First off, the animation is stunning. Just astonishingly beautiful. Vibrant colors, sweeping landscapes, and tons of fireworks. I love fireworks. I chose NOT to see this in 3D, which I started to regret about 3/4 of the way through. I hadn’t heard one way or the other if it was worth it or not, and I always err on the side of NO 3D when it comes to blockbusters. That being said, it might have been a mistake.
The plot centers around the maniac outcast Lord Shen (Gary Oldman) trying to take over China with his powerful new weapon, a cannon. Surely kung fu is no match for massive gunfire, or is it? (What do you think?) Along the way, the fact that Po is a panda and his father is a GOOSE is addressed, and you find out where he really comes from. You better brace yourself though, it is really, REALLY, SAD (Baby Po is the cutest THING EVER). No surprise then, that this one had more emotional heft than the first.
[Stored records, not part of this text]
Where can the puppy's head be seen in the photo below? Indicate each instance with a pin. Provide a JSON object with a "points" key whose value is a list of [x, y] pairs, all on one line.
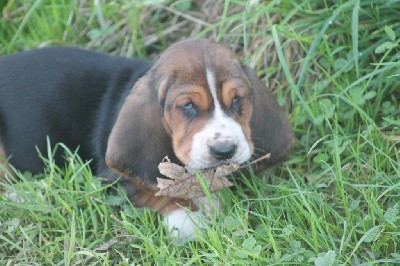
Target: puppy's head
{"points": [[201, 106]]}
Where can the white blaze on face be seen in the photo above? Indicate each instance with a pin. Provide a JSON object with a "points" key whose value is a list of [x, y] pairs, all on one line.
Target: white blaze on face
{"points": [[220, 129]]}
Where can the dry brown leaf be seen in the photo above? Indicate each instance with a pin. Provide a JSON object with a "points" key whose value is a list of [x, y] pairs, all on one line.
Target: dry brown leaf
{"points": [[187, 186]]}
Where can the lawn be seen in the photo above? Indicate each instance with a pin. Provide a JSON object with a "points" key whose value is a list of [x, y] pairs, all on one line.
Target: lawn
{"points": [[334, 68]]}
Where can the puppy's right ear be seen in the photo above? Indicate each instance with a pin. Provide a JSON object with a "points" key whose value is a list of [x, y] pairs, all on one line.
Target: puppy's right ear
{"points": [[138, 141], [271, 132]]}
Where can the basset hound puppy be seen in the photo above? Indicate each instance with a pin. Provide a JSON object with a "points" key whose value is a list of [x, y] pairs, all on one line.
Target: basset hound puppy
{"points": [[198, 105]]}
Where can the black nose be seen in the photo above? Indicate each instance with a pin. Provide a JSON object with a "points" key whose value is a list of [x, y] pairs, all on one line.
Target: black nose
{"points": [[223, 151]]}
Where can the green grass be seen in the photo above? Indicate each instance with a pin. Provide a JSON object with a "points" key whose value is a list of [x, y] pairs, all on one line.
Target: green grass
{"points": [[334, 66]]}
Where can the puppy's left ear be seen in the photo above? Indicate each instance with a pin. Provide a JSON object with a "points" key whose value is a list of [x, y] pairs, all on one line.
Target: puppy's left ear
{"points": [[138, 141], [270, 130]]}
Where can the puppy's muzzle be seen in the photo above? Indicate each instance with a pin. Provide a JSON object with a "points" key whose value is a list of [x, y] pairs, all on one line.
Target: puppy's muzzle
{"points": [[223, 151]]}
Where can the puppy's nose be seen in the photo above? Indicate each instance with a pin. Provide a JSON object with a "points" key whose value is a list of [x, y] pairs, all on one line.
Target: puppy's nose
{"points": [[223, 151]]}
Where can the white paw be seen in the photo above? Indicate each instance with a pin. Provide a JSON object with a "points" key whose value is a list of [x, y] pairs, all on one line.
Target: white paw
{"points": [[184, 225]]}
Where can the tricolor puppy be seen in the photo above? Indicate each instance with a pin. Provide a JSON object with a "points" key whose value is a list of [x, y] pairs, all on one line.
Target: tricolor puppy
{"points": [[198, 105]]}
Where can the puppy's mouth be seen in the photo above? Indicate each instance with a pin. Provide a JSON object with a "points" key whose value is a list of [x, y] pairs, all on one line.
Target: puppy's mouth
{"points": [[193, 170]]}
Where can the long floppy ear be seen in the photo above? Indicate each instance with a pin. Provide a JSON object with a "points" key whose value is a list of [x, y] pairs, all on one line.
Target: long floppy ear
{"points": [[270, 129], [138, 141]]}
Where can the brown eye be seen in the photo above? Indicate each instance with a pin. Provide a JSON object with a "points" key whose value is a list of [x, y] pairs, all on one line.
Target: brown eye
{"points": [[237, 104], [189, 110]]}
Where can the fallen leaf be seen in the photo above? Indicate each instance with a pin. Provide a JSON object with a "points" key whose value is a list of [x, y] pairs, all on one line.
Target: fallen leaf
{"points": [[187, 186]]}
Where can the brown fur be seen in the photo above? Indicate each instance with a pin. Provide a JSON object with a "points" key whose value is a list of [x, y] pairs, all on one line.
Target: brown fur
{"points": [[150, 124]]}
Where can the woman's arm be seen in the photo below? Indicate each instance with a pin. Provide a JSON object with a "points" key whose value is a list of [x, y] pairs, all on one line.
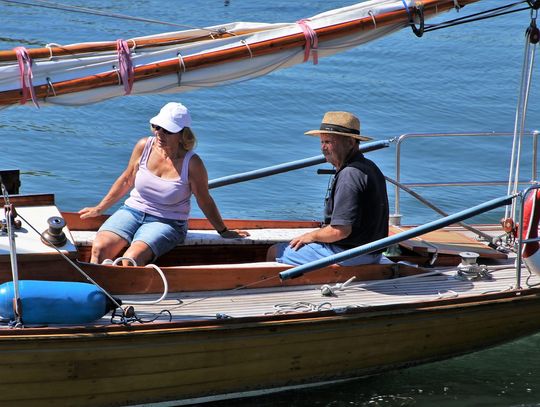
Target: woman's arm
{"points": [[120, 187]]}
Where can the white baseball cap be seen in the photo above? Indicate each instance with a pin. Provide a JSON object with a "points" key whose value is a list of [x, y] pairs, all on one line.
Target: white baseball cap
{"points": [[172, 117]]}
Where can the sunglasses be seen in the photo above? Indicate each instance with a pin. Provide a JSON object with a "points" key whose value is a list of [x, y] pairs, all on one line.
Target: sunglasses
{"points": [[165, 131]]}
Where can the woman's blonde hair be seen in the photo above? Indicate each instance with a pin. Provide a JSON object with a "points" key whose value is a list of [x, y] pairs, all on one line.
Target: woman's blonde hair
{"points": [[189, 140]]}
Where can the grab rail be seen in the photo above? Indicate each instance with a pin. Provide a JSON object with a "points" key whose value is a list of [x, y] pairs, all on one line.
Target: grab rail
{"points": [[401, 139], [293, 165], [397, 238]]}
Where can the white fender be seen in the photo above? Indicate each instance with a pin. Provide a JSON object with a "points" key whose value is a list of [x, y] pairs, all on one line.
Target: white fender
{"points": [[531, 216]]}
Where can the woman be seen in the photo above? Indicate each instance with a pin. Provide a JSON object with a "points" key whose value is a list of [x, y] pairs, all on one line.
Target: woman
{"points": [[162, 173]]}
The cast is capable enough. I don’t find the vocal talents of the “Furious Five” – Angelina Jolie, Lucy Liu, David Cross, and Seth Rogen (yucky voice) to be anything so remarkable that you couldn’t fill those roles with somebody else, however some characters are cast perfectly. Jack Black’s manic goofball energy is well suited to an animated persona, especially somebody like Po. Several of the more minor characters had voices that worked very well with their role – Dennis Haysbert as Master Ox, James Hong as Mr. Ping, Po’s father. The award for most exciting, expressive, and generally awesome voice goes to Gary Oldman (can he GET any cooler?), who is delicious as the evil villain, a peacock who has been denied his birthright and shunned by his parents. His voice conveys unhinged regal authority with expert ease.
The score by John Powell (who did the killer score for How To Train Your Dragon) and Hans Zimmer (who has done amazing scores for shitloads of amazing movies) is lovely. And scores matter.
I enjoyed this about as much as the original, although there’s a little less comedy this time around. Who knows what the future holds for the third one (that’s right) because there’s a shocking final scene that pretty much guarantees a trilogy. With a killer setup, more gorgeous animation, and (hopefully) another enchanting story, Dreamworks can breathe a sigh of relief, because I’m already looking forward to buying that ticket.